Toutefois, il en va bien plus que de la simple question du Oui ou du Non à l’énergie nucléaire. Il s’agit aussi d’une question d’équité. Même le Pape Benoît XVI souligne dans son Encyclique « Caritas in veritate » que l’approvisionnement énergétique représente un des plus grands défis pour l’évolution civilisatrice de l’humanité. La surexploitation des rares ressources énergétiques et le changement climatique dû à la consommation des énergies fossiles nuisent déjà maintenant à l’égalité mondiale, intergénérationnelle et environnementale. Par ailleurs, une partie non négligeable de l’humanité ne jouit toujours pas d’un accès libre et peu coûteux à l’énergie. Mais cet accès est en fait la base du bien-être et de la paix sociale. Il est donc nécessaire d’effectuer un virage stratégique en matière de politique écologique et énergétique.

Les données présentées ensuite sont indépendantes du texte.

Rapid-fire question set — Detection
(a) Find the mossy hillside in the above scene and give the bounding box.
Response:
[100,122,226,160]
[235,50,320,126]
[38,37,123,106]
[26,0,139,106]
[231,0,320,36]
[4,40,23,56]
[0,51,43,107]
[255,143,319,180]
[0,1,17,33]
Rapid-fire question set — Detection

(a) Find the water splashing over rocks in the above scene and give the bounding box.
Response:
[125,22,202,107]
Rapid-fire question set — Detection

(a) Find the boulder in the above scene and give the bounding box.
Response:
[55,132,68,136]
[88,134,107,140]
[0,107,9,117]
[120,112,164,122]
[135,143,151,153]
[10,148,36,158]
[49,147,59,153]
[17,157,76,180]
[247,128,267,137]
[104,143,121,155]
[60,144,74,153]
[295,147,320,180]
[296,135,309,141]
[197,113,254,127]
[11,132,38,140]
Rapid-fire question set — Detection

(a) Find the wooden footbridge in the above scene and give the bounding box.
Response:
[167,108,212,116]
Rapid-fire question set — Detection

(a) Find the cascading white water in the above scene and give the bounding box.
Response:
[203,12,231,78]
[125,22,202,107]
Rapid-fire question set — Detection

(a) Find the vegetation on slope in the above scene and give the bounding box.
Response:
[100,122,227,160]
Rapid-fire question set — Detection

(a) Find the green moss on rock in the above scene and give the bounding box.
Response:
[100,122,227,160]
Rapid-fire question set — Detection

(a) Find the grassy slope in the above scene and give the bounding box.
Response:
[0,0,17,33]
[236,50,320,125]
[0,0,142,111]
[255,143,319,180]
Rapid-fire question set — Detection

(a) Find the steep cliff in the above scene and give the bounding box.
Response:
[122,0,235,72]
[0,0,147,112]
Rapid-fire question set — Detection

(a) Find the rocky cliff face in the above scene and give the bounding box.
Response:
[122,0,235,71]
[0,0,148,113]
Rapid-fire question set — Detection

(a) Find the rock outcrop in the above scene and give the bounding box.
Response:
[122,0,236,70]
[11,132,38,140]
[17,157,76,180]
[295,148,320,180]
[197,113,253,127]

Dans ce contexte, le dilemme principal de la politique climatique et énergétique est le suivant : les personnes responsables d’une consommation énergétique élevée ainsi que des émissions de gaz à effet de serre inhérentes à une telle consommation ne sont pas celles qui en souffrent le plus. La problématique du 21ème siècle est de ce fait étroitement liée, tant du point de vue mondial qu’intergénérationnel et en fonction des causes, à une répartition équitable des conséquences écologiques découlant de l’utilisation de l’énergie. À cette fin, les générations à venir doivent avoir une sorte de droit d’intervention. La Terre que Dieu nous a offerte doit être préservée pour ces générations et toutes les autres créatures afin qu’elle reste un « lieu de vie » rempli d’avenir. Il faut pour ce faire adopter des styles de vie et des comportements empreints de modération et de solidarité. Certains modèles économiques et modes de vie doivent dès lors être revus. En effet, nous n’avons pas le droit de rester indifférents face aux dégâts que nous provoquons.

 

C’est la raison pour laquelle la gestion durable de l’énergie et un changement dans les moyens d’approvisionnement énergétique devraient emprunter trois voies différentes : premièrement, la voie de la modération pour réduire la consommation énergétique, deuxièmement, celle de l’efficacité afin de mieux utiliser les formes actuelles d’énergie et troisièmement, celle du changement dans le but de prendre un tournant énergétique et de passer aux énergies renouvelables. Mais pour suivre ces trois voies, chacun doit faire preuve de volonté. Un tournant énergétique n’est donc pas synonyme de régression,  il peut en fait faire naître une nouvelle forme de progrès durable qui implique une « nouvelle synthèse humaniste », comme l’indique le Pape Benoît XVI dans son Encyclique « Caritas in veritate ». Prendre un tournant énergétique signifie donc bien plus que de produire de l’électricité non nucléaire.

 

Cardinal Reinhard Marx

Vice-président de la COMECE

 

Version originale de l’article : allemand

 

Le secrétariat de la Conférence épiscopale allemande a publié à ce sujet un document d’aide à la réflexion n° 245 (en allemand) « Der Schöpfung verpflichtet. Anregungen für einen nachhaltigen Umgang mit Energie. » (Engagement envers la création. Suggestions pour une gestion durable de l’énergie).